American actress (born 1977)

Megahn Perry is an American actress.

==Career==
Perry appeared in Buffy the Vampire Slayer in season two, episode fifteen ("Phases") as Theresa Klusmeyer, a girl who is later turned into a vampire. She also had a guest star appearance on Dawson's Creek. She starred in the short-lived VH1 series I Hate My 30's, as Carol, someone who just started her 30s.

In 2006, she had a supporting role in the supernatural horrorfest film The Gravedancers. She played paranormal investigator Frances Culpepper. It was chosen as one of the 8 Films To Die For in 2006 and screened at that year's After Dark Horrorfest film festival. It's received positive reviews.

She starred in the film Silent Story as Rose and was in Liam Kyle Sullivan's Text Message Breakup and No Booty Calls videos as Kelly's gothic, vampire friend Heather.
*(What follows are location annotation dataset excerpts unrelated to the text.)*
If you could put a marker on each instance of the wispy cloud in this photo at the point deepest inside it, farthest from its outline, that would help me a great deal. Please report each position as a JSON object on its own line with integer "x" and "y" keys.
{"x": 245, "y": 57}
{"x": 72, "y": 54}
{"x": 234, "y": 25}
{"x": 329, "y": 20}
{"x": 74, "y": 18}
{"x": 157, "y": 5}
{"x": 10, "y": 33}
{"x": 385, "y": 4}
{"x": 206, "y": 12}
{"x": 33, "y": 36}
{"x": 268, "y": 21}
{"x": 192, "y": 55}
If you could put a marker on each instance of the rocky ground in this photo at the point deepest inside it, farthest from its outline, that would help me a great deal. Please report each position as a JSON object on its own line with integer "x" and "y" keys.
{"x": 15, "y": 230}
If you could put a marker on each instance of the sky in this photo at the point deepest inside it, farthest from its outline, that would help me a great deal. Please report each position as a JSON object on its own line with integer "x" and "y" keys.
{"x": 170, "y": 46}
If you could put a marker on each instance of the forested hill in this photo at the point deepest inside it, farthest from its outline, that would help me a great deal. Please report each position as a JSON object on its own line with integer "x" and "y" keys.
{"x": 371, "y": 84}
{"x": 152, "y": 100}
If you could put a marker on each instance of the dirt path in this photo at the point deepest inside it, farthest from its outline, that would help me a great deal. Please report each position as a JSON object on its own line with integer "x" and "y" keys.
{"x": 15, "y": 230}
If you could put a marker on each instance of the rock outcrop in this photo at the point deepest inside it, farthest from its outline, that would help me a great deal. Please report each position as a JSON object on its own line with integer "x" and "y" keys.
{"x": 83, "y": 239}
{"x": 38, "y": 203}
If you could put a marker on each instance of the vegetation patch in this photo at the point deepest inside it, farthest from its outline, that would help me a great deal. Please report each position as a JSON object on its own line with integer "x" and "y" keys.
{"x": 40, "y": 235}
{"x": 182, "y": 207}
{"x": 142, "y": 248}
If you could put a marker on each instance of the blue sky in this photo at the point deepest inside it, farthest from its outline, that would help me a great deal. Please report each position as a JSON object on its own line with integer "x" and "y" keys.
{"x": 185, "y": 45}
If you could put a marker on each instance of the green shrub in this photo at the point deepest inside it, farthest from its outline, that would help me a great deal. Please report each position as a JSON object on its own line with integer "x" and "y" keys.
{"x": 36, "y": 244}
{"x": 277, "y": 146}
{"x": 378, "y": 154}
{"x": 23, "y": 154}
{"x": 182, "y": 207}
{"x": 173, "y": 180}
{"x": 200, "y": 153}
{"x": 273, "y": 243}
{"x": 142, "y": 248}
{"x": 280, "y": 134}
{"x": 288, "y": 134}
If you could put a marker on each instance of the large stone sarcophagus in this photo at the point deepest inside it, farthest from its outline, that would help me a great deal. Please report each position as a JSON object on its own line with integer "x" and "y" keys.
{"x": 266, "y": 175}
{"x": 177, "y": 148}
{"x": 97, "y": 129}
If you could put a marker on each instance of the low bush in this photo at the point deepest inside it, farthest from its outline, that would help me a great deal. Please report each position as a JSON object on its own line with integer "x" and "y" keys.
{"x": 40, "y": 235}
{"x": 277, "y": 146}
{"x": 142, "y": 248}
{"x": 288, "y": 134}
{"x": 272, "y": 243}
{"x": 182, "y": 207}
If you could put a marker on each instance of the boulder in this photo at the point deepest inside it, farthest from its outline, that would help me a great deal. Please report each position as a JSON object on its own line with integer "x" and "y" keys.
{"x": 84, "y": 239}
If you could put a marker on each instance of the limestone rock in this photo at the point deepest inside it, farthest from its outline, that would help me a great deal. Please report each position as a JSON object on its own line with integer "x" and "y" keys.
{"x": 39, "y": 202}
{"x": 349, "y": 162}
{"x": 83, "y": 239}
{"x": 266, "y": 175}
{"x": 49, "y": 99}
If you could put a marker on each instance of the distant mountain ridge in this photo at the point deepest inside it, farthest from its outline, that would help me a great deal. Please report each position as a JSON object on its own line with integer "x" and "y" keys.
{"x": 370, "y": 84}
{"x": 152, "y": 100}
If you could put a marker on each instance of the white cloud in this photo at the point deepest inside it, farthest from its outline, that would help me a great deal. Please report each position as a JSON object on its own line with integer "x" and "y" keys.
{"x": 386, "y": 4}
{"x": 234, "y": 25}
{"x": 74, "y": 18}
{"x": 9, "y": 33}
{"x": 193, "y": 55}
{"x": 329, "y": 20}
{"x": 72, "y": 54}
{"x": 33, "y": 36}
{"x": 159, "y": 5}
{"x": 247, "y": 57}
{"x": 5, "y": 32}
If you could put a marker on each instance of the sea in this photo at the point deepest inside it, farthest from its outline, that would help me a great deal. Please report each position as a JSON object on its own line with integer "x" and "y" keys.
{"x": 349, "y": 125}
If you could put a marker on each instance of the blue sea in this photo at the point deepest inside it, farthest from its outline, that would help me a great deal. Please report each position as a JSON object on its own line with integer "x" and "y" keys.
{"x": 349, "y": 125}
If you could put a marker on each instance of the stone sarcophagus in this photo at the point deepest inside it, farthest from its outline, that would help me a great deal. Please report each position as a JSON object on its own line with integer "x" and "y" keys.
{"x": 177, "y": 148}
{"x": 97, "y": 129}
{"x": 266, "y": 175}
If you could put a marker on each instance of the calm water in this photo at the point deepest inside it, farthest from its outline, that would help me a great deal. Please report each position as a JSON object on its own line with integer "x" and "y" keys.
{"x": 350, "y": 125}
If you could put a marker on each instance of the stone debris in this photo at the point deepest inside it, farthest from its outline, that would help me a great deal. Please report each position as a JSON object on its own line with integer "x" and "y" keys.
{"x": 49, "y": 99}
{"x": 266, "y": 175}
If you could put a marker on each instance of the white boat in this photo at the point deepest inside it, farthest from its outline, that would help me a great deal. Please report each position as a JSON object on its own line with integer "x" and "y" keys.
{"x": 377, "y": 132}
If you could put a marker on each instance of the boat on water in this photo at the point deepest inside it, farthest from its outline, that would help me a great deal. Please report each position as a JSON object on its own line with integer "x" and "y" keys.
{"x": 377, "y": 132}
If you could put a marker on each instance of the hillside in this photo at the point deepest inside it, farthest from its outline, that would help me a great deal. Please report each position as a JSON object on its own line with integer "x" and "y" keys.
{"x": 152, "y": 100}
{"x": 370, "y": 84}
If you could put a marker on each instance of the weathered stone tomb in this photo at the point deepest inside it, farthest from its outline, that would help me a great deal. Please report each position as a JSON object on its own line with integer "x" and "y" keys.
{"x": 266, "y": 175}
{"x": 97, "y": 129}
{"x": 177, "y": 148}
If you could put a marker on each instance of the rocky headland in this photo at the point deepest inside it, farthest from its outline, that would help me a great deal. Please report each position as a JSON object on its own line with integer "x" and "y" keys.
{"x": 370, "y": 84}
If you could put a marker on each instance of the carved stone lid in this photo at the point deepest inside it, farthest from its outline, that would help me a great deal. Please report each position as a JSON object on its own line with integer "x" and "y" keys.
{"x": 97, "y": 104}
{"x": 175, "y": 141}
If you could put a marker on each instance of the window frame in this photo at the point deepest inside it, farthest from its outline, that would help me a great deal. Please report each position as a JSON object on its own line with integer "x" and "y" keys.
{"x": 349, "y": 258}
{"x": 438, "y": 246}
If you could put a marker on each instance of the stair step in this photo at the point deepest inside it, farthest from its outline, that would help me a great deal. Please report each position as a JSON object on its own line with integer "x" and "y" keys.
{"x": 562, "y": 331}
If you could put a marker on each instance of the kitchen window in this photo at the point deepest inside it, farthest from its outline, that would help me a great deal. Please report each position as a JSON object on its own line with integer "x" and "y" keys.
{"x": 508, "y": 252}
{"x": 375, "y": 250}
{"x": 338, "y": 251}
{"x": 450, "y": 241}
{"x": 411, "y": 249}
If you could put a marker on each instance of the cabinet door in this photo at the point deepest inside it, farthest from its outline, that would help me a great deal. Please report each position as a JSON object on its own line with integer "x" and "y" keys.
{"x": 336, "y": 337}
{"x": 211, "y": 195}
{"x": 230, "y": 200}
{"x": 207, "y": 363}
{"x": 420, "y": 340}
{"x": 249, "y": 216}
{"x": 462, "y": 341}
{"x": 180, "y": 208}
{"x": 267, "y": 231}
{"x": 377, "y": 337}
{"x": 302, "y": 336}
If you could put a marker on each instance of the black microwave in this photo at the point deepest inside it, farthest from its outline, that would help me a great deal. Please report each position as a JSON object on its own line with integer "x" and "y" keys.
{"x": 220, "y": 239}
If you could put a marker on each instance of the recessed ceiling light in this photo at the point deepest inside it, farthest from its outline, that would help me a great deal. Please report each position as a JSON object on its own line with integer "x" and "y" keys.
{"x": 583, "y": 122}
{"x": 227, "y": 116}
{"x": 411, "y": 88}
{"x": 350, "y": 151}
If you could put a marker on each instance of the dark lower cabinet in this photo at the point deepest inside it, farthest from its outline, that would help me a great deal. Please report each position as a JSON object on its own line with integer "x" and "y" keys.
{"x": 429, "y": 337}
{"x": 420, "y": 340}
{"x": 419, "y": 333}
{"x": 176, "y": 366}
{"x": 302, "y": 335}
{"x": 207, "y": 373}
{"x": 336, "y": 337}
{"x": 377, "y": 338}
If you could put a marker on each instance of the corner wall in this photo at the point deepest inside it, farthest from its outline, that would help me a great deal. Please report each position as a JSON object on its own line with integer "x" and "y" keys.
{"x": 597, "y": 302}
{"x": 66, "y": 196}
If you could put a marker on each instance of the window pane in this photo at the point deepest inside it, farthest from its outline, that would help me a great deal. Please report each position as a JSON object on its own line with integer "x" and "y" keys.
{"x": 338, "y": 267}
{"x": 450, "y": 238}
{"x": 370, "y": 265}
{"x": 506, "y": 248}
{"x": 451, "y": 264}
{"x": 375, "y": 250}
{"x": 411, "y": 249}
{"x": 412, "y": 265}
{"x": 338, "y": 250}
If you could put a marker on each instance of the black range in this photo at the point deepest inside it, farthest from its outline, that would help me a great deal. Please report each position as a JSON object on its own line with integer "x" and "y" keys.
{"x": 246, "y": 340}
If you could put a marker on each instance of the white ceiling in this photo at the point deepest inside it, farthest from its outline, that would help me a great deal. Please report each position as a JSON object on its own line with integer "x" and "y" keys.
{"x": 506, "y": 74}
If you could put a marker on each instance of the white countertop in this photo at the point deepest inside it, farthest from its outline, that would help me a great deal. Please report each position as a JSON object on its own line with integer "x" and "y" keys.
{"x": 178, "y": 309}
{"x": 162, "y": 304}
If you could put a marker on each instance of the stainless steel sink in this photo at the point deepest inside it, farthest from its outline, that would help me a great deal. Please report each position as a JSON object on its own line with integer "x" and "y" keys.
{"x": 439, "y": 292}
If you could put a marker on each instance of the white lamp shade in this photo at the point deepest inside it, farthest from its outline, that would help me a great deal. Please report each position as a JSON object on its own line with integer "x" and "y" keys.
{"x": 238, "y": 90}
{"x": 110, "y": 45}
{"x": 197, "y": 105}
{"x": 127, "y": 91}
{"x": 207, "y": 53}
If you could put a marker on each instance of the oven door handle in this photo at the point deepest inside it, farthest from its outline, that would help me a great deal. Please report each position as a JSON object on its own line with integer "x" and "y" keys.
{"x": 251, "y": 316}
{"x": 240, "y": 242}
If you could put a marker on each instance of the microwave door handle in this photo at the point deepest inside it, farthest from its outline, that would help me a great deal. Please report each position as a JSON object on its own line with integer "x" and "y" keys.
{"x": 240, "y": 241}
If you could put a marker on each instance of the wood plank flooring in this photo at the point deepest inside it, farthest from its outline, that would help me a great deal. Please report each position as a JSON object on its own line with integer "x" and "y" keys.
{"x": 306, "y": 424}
Perry was featured in the 2010 thriller The Perfect Host, starring David Hyde Pierce.

== Heather's Vlog ==
Perry starred in a YouTube web series under the channel LiamKyleSullivan. She portrays "Heather the Vampire". Based on the release dates of the videos, she was originally active from 2008 to 2012 but made cameo appearances in 2020 and 2021.